February 4, 2007

Unaltered Becket as a foundry furnace burner!
Ronald E. Thompson
Copyright 2007, all rights reserved

This page decribes melting aluminum using a Becket gun style furnace burner designed to burn kerosene.

This furnace was designed to use a naturally aspirated (no blower) propane burner, and it works very well for that. It is too small for this oil burner, as evidenced by the wet area in the top picture.  In this experiment, I just propped the burner in place and pointed it into the existing burner hole. Once I got it lined up properly, it went very well.

Misalignment caused the wet places, above.

This shows the weak burn due to not bleeding the pump.

I had received this burner from a reader of this site who was kind enough to donate this burner to help me with my waste oil burner quest. I just had to pay postage. What a deal! (Thanks again.)
When I first tried to use it, I had no fuel flow, turns out the nozzle was stopped up. It has such a fine hole, I wasn't able to clean it. Off to ebay and I ordered 2 new nozzles from Patriot supply. The old one was .75 GPH, so that is what I ordered. They come in hollow cone spray pattern or solid. I ordered one of each. The package says Delvan .75  80 degree A. (The other one ends in B.)

Today I finally got time to play with it. I installed the new nozzle. I chose the "A" because that was what was in it before. I hooked up the diesel fuel line and played with it until all visible air bubbles were out of it. I should have opened the bleeder to let the air out of the pump, but this is an experiment, after all. I wanted to see if it would bleed itself. It did, but it took a few minutes before it lit completely. No more than five minutes into all this and it was burning great. I had accomplished all I had set out to do for today, but the furnace was getting hot. And I mean HOT!

A little better alignment. More of the flame is now going into the furnace.

Well, with a hot furnace and time on my hands, I just had to melt something. I was afraid if I didn't put something in my steel pipe crucible, it would be what would melt.

Furnace still coming up to temperature. Crucible already starting to glow.

I put a piston in with the connecting rod still attached. No need to disassemble it with this much heat! Just melt it and fish out the iron.

This cast iron connecting rod was glowing bright red when I took it out of the crucible. You can still make out some of it near the large journal. The angle iron (bed rail) with the K-bond dams is my quick and dirty ingot mold.

It looked like there was quite a bit of aluminum still clinging to the wrist pin, but after it cooled I looked at it, and it is thin like aluminum foil.

This is my new furnace lid. I poured it several weeks ago, but this is it's first taste of the flame.

Plenty hot now!

This type of oil burner has a brilliant yellow, almost white hot flame. Don't let it fool you, though. This is way hotter than my propane burner ever was. I kept my propane burner on the tame side to prevent the steel pipe crucible from over heating. That is what causes scaling and limits the life of steel crucibles. There is no throttling back on this beast, though. The crucible scaled between melts!
Luckily, I have a larger furnace in the works for this bad boy, and a real clay graphite crucibe, but it's too large of this furnace's 8" bore.

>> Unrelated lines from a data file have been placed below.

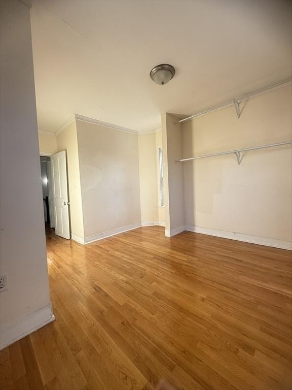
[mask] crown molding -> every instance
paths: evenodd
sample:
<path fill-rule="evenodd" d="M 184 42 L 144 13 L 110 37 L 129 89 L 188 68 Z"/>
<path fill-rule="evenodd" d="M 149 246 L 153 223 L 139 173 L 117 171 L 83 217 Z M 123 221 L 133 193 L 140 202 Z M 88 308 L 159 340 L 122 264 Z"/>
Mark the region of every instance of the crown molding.
<path fill-rule="evenodd" d="M 158 127 L 158 128 L 156 128 L 154 130 L 141 130 L 138 132 L 138 134 L 139 136 L 144 136 L 147 134 L 156 134 L 157 133 L 160 133 L 162 131 L 162 129 L 161 128 Z"/>
<path fill-rule="evenodd" d="M 69 126 L 69 124 L 71 124 L 71 123 L 74 122 L 75 120 L 75 115 L 72 115 L 71 117 L 70 117 L 68 120 L 67 120 L 66 122 L 65 122 L 64 123 L 63 123 L 62 126 L 61 126 L 60 127 L 59 127 L 58 130 L 56 132 L 55 134 L 56 135 L 56 137 L 59 135 L 60 133 L 62 133 L 62 132 L 63 130 L 65 130 L 66 127 L 67 127 L 68 126 Z"/>
<path fill-rule="evenodd" d="M 94 119 L 93 118 L 89 118 L 87 116 L 80 115 L 79 114 L 75 114 L 75 119 L 77 120 L 81 120 L 83 122 L 88 122 L 89 123 L 93 123 L 93 124 L 98 124 L 99 126 L 103 126 L 105 127 L 109 127 L 110 128 L 114 128 L 115 130 L 119 130 L 121 132 L 130 133 L 132 134 L 136 135 L 138 134 L 138 132 L 137 132 L 136 130 L 133 130 L 132 128 L 123 127 L 122 126 L 118 126 L 116 124 L 113 124 L 113 123 L 109 123 L 107 122 L 102 122 L 101 120 Z"/>
<path fill-rule="evenodd" d="M 28 8 L 31 8 L 31 0 L 19 0 L 19 1 Z"/>
<path fill-rule="evenodd" d="M 56 137 L 55 134 L 53 132 L 47 132 L 46 130 L 39 130 L 40 134 L 44 134 L 45 136 L 50 136 L 50 137 Z"/>

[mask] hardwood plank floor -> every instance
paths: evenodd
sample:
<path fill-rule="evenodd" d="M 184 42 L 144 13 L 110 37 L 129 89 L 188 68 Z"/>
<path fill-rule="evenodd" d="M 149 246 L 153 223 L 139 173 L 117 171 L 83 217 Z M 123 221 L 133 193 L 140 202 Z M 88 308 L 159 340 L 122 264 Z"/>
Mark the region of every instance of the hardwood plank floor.
<path fill-rule="evenodd" d="M 290 251 L 159 227 L 47 239 L 56 319 L 0 352 L 2 390 L 292 388 Z"/>

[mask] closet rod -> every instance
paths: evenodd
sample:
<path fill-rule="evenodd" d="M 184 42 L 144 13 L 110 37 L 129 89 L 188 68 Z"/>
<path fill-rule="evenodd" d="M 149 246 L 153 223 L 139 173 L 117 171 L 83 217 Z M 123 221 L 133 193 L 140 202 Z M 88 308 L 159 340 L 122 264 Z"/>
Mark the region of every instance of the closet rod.
<path fill-rule="evenodd" d="M 212 108 L 210 108 L 208 110 L 205 110 L 204 111 L 198 112 L 197 114 L 195 114 L 194 115 L 191 115 L 191 116 L 188 116 L 187 118 L 184 118 L 182 119 L 180 119 L 180 120 L 177 121 L 177 122 L 175 123 L 175 124 L 177 124 L 177 123 L 183 123 L 185 122 L 188 122 L 188 121 L 191 120 L 197 116 L 200 116 L 201 115 L 203 115 L 205 114 L 208 114 L 209 113 L 212 112 L 213 111 L 216 111 L 218 110 L 220 110 L 223 108 L 227 108 L 227 107 L 229 107 L 231 106 L 234 106 L 235 107 L 237 113 L 237 117 L 239 118 L 240 116 L 240 113 L 239 111 L 239 105 L 240 103 L 244 101 L 244 100 L 246 100 L 249 98 L 256 96 L 256 95 L 260 94 L 261 93 L 262 93 L 264 92 L 267 92 L 268 91 L 272 90 L 273 89 L 277 89 L 279 88 L 285 87 L 286 85 L 289 85 L 291 82 L 292 80 L 291 79 L 286 80 L 286 81 L 283 81 L 281 83 L 278 83 L 278 84 L 274 84 L 274 85 L 272 85 L 270 87 L 264 88 L 263 89 L 260 89 L 258 91 L 249 93 L 247 95 L 244 95 L 244 96 L 242 96 L 240 98 L 238 98 L 236 99 L 233 99 L 230 102 L 228 102 L 227 103 L 221 104 L 220 106 L 217 106 L 215 107 L 212 107 Z"/>
<path fill-rule="evenodd" d="M 255 150 L 258 149 L 265 149 L 265 148 L 271 148 L 274 146 L 281 146 L 283 145 L 288 145 L 292 144 L 292 141 L 287 141 L 285 142 L 278 142 L 277 144 L 269 144 L 269 145 L 263 145 L 261 146 L 252 146 L 250 148 L 244 148 L 243 149 L 238 149 L 235 150 L 230 150 L 227 152 L 220 152 L 220 153 L 213 153 L 212 154 L 205 154 L 203 156 L 197 156 L 197 157 L 191 157 L 189 158 L 181 158 L 179 160 L 175 160 L 176 162 L 183 162 L 184 161 L 191 161 L 191 160 L 196 160 L 197 158 L 205 158 L 206 157 L 214 157 L 214 156 L 222 156 L 223 154 L 235 154 L 237 159 L 237 162 L 239 165 L 241 162 L 241 157 L 240 153 L 241 152 L 246 152 L 248 150 Z"/>

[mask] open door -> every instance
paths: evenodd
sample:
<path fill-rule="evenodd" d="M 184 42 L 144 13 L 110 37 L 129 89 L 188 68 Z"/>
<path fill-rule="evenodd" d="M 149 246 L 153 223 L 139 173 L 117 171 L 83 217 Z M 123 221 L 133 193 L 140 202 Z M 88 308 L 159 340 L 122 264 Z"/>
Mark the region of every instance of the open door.
<path fill-rule="evenodd" d="M 63 150 L 53 154 L 51 156 L 51 161 L 53 184 L 53 199 L 55 234 L 69 240 L 70 228 L 66 152 Z"/>

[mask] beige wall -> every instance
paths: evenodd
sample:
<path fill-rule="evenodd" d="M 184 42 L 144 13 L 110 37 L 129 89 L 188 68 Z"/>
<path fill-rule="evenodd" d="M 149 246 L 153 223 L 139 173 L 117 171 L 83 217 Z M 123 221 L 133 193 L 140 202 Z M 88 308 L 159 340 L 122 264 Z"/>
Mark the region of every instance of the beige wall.
<path fill-rule="evenodd" d="M 292 139 L 291 86 L 182 125 L 184 157 Z M 290 240 L 291 146 L 184 162 L 186 225 Z"/>
<path fill-rule="evenodd" d="M 142 225 L 165 223 L 164 207 L 161 206 L 159 149 L 162 133 L 156 131 L 138 136 L 141 220 Z"/>
<path fill-rule="evenodd" d="M 158 220 L 160 224 L 165 224 L 165 213 L 164 211 L 164 206 L 160 206 L 160 182 L 159 175 L 159 148 L 162 147 L 162 132 L 161 131 L 157 132 L 155 133 L 155 159 L 156 160 L 156 170 L 157 170 L 157 203 L 158 205 Z M 163 152 L 163 149 L 162 149 Z"/>
<path fill-rule="evenodd" d="M 66 150 L 66 152 L 71 234 L 74 239 L 82 242 L 84 238 L 84 229 L 75 121 L 57 136 L 57 151 Z"/>
<path fill-rule="evenodd" d="M 52 319 L 29 10 L 0 2 L 0 348 Z"/>
<path fill-rule="evenodd" d="M 57 140 L 53 136 L 39 133 L 39 147 L 40 154 L 45 155 L 53 154 L 57 151 Z"/>
<path fill-rule="evenodd" d="M 86 241 L 138 225 L 138 136 L 79 120 L 76 123 Z"/>
<path fill-rule="evenodd" d="M 158 223 L 157 165 L 156 134 L 139 135 L 139 175 L 141 220 Z"/>
<path fill-rule="evenodd" d="M 165 178 L 165 235 L 184 230 L 184 169 L 175 160 L 182 154 L 181 125 L 170 114 L 162 116 L 162 144 Z"/>

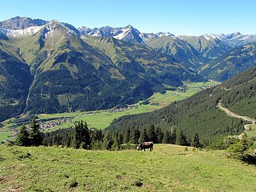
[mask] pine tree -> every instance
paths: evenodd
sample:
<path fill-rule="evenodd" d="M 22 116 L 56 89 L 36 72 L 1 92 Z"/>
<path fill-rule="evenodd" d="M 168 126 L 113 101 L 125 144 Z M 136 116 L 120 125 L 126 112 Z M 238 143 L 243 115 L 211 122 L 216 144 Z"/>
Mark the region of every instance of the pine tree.
<path fill-rule="evenodd" d="M 130 130 L 130 139 L 129 141 L 132 144 L 138 144 L 139 138 L 139 132 L 137 129 L 135 129 L 134 127 L 131 128 Z"/>
<path fill-rule="evenodd" d="M 43 134 L 39 130 L 39 124 L 36 122 L 36 118 L 33 118 L 31 122 L 30 137 L 31 144 L 33 146 L 39 146 L 43 144 Z"/>
<path fill-rule="evenodd" d="M 173 129 L 171 134 L 170 144 L 176 144 L 176 140 L 177 138 L 176 129 Z"/>
<path fill-rule="evenodd" d="M 188 142 L 186 137 L 186 135 L 183 134 L 182 130 L 180 130 L 178 132 L 176 144 L 186 146 L 188 145 Z"/>
<path fill-rule="evenodd" d="M 148 140 L 149 140 L 149 139 L 148 139 L 148 136 L 146 134 L 146 129 L 143 128 L 142 131 L 140 133 L 139 143 L 140 144 L 142 142 L 146 142 Z"/>
<path fill-rule="evenodd" d="M 75 149 L 87 149 L 90 145 L 89 129 L 86 122 L 75 122 L 73 145 Z"/>
<path fill-rule="evenodd" d="M 191 146 L 196 148 L 199 148 L 201 147 L 201 144 L 199 142 L 199 137 L 198 137 L 198 134 L 196 133 L 191 139 Z"/>
<path fill-rule="evenodd" d="M 124 143 L 127 144 L 129 143 L 130 140 L 130 129 L 127 128 L 124 131 Z"/>
<path fill-rule="evenodd" d="M 104 149 L 110 150 L 113 144 L 112 137 L 109 132 L 106 132 L 103 137 L 102 147 Z"/>
<path fill-rule="evenodd" d="M 30 146 L 29 132 L 25 124 L 19 128 L 15 142 L 18 146 Z"/>
<path fill-rule="evenodd" d="M 163 137 L 164 137 L 164 133 L 161 130 L 161 129 L 160 128 L 160 127 L 156 127 L 156 139 L 157 139 L 157 142 L 158 144 L 161 143 L 163 141 Z"/>
<path fill-rule="evenodd" d="M 157 142 L 157 137 L 154 124 L 150 126 L 147 129 L 147 136 L 149 137 L 149 141 L 153 142 L 154 143 Z"/>
<path fill-rule="evenodd" d="M 169 144 L 171 140 L 170 132 L 168 129 L 166 129 L 164 132 L 163 143 Z"/>

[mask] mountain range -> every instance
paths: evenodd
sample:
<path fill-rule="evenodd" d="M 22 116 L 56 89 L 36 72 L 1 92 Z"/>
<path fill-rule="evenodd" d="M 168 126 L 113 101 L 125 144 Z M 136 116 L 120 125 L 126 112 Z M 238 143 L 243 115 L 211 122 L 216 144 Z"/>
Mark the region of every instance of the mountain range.
<path fill-rule="evenodd" d="M 251 68 L 216 87 L 202 90 L 159 110 L 121 117 L 107 130 L 130 127 L 144 129 L 154 124 L 176 131 L 182 129 L 188 138 L 199 134 L 203 143 L 216 141 L 224 135 L 238 134 L 249 122 L 234 118 L 218 107 L 218 104 L 235 114 L 256 118 L 256 67 Z"/>
<path fill-rule="evenodd" d="M 144 33 L 26 17 L 0 22 L 0 117 L 137 102 L 255 65 L 255 35 Z"/>

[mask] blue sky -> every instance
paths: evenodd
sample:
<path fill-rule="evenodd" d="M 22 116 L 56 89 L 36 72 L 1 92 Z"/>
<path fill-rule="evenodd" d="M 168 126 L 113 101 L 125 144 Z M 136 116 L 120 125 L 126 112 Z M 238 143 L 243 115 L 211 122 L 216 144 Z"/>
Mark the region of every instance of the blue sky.
<path fill-rule="evenodd" d="M 78 27 L 131 24 L 175 35 L 256 34 L 256 1 L 0 0 L 0 21 L 16 16 L 57 19 Z"/>

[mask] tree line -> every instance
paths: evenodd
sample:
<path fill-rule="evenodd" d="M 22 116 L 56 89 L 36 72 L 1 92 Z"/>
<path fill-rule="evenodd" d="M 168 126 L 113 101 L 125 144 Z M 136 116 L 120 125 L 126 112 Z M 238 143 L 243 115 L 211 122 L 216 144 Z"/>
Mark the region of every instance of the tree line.
<path fill-rule="evenodd" d="M 117 132 L 89 129 L 84 121 L 78 121 L 72 127 L 43 134 L 39 125 L 33 119 L 29 127 L 25 125 L 19 129 L 16 141 L 20 146 L 61 146 L 74 149 L 94 150 L 120 150 L 135 148 L 143 142 L 156 144 L 173 144 L 182 146 L 202 147 L 198 134 L 188 138 L 183 130 L 175 129 L 163 130 L 159 127 L 151 125 L 141 130 L 135 127 Z"/>

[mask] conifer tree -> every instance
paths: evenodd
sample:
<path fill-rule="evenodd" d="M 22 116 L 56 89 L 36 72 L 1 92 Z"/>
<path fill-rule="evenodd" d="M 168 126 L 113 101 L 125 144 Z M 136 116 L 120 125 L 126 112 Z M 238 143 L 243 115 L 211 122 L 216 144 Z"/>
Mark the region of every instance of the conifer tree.
<path fill-rule="evenodd" d="M 183 146 L 188 145 L 188 142 L 186 135 L 183 134 L 183 130 L 180 130 L 178 132 L 176 144 L 183 145 Z"/>
<path fill-rule="evenodd" d="M 147 142 L 148 140 L 149 140 L 149 139 L 148 139 L 148 136 L 146 134 L 146 129 L 143 128 L 143 129 L 142 130 L 142 132 L 140 133 L 139 143 L 140 144 L 144 142 Z"/>
<path fill-rule="evenodd" d="M 198 133 L 196 133 L 192 137 L 191 146 L 193 146 L 196 148 L 199 148 L 201 146 L 201 144 L 199 142 L 199 137 L 198 137 Z"/>
<path fill-rule="evenodd" d="M 130 140 L 130 129 L 127 128 L 125 129 L 124 131 L 124 144 L 127 144 L 129 143 L 129 140 Z"/>
<path fill-rule="evenodd" d="M 25 124 L 18 129 L 15 143 L 18 146 L 30 146 L 29 132 Z"/>
<path fill-rule="evenodd" d="M 169 144 L 171 140 L 170 132 L 168 129 L 166 129 L 164 132 L 163 143 Z"/>
<path fill-rule="evenodd" d="M 176 140 L 177 138 L 176 131 L 176 129 L 173 129 L 171 133 L 171 139 L 170 139 L 170 144 L 176 144 Z"/>
<path fill-rule="evenodd" d="M 161 129 L 160 128 L 160 127 L 157 126 L 156 127 L 156 143 L 160 144 L 162 143 L 163 142 L 163 137 L 164 137 L 164 133 L 161 130 Z"/>
<path fill-rule="evenodd" d="M 149 129 L 147 129 L 147 136 L 149 139 L 154 143 L 157 142 L 157 137 L 155 132 L 154 125 L 151 125 Z"/>
<path fill-rule="evenodd" d="M 104 149 L 110 150 L 113 144 L 112 137 L 109 132 L 106 132 L 103 137 L 102 147 Z"/>
<path fill-rule="evenodd" d="M 130 130 L 130 139 L 129 141 L 132 144 L 138 144 L 139 138 L 139 132 L 137 129 L 132 127 Z"/>
<path fill-rule="evenodd" d="M 36 118 L 33 118 L 30 127 L 30 137 L 31 144 L 33 146 L 41 145 L 43 144 L 43 134 L 39 130 L 39 124 L 36 123 Z"/>
<path fill-rule="evenodd" d="M 90 144 L 89 129 L 86 122 L 78 121 L 75 122 L 73 147 L 87 149 Z"/>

The second of three pistons
to the massive heat. Just look at the crucible glow! It was hard to look at.

Here I put a piece of pipe under the 2X4 and got the alighnment a little better. See the flame out the top of the lid?

I still haven't figured out a good way to pour and take pictures at the same time, so here is the first ingot.

The K-bond dams work really well, considering they are just hand packed. They don't move and the aluminum doesn't pick up any loose sand.

Better view of the same ingot.

These ingots are about three feet long. I am going to have to take the time to make some decent ingot molds.

A better view of the handy dandy burner mount.

The fuel line used to be clear plastic tubing, but has discolored with time and exposure to old diesel fuel.

It was still light outside, but the flame is such a brilliant white, the camera automatically adjusted to give this shot.

In my haste to set the ingot mold back up, I neglected to level it.

I put the crucible back in the unlit furnace until the ingot cooled somewhat, and it was still hot enough to add to the ingot.

The furnace is still glowing after the double pour.

That's all of the pictures. I just want to say again how incredibly hot diesel fuel burns. I am just amazed.

All this is great if you don't mind paying for diesel fuel (or kerosene, aka HHO [home heatingoil]). If you watch where you buy it, you can get off road diesel fuel without having to pay the road taxes on it.

A note about smoke. In the pictures you can see a small amount of smoke. This was due to the bad alignment and the small burner hole in the furnace body. At no time was there a cloud of smoke. I feel that this smoke can be totally eliminated by useing a properly sized furnace and tuning the burner.

One of the great things about these burners is they just work. You plug it in (or flip a switch) and it lights and stays lit. Just like in today's experiment, more time is spent melting metal and way less futzing around with the burner.

Just as propane is a step above charcoal as a foundry fuel, oil is a step (or two or three!) above propane, in my opinion.

But diesel fuel is a stop over on the way to waste oil for me and this Becket oil burner.